For which cardinalities $\kappa$ is $\def\Q{\mathbb Q}\Q^{(\kappa)}$—by which I mean the direct sum of $\kappa$-many copies of $\Q$—isomorphic (as an abelian group) to the multiplicative group of units of some field $F$?

$\Q^{(\kappa)}$ is torsion-free, so for example we can see that the characteristic of $F$ must be 2: since $(-1)^2 = 1$, it is torsion unless $-1 = 1$. $\Q^{(\kappa)}$ is also a divisible group.

From a paper cited in this answer to a previous question of mine, we know that:

• $\kappa = 0$ works: $\Q^{(0)} \cong (\Bbb Z/2\Bbb Z)^*$,
• $\kappa = 1$ doesn't work: everything has to be algebraic over $\Bbb Z/2\Bbb Z$ and hence torsion,
• Some uncountable $\kappa$ works: we can show the following ultraproduct has multiplicative group isomorphic to $\Q^{\aleph_0} \cong \Q^{(\kappa)}$: $$F = \prod_{p\ \text{prime}} \mathrm{GF}(2^p)/U.$$ I think that saying $\kappa = 2^{\aleph_0}$ is assuming CH but whatever.

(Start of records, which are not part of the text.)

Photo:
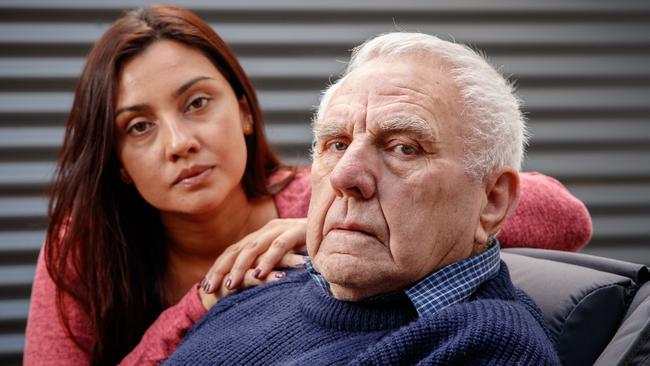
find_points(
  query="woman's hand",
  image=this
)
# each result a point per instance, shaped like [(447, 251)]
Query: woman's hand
[(250, 262)]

Are there any other $\kappa$, especially finite, for which we can answer yes or no?

Answer 1

There is no such field $ F $ for finite $ \kappa $. As you observed, if such a field exists, it must have characteristic $ 2 $. Furthermore, it cannot contain any elements which are algebraic over its prime field $ \mathbb F_2 $ (besides those that are already in $ \mathbb F_2 $), because then $ F^{\times} $ has torsion, which is a contradiction. Since $ F \neq \mathbb F_2 $, it follows that there's an embedding $ \mathbb F_2(T) \to F $, which gives an embedding of multiplicative groups $ \mathbb F_2(T)^{\times} \to F^{\times} \cong \mathbb Q^{\kappa} $. $ \mathbb F_2(T)^{\times} \cong \mathbb Z^{\omega} $, thus it suffices to show that there is no embedding $ \mathbb Z^{\omega} \to \mathbb Q^{\kappa} $ for $ \kappa $ finite. This follows, since the image of $ n $ $ \mathbb Z $-linearly independent elements in $ \mathbb Z^{\omega} $ is linearly independent in $ \mathbb Q^{\kappa} $, thus $ \kappa > n $ for all natural numbers $ n $, i.e $ \kappa $ must be infinite.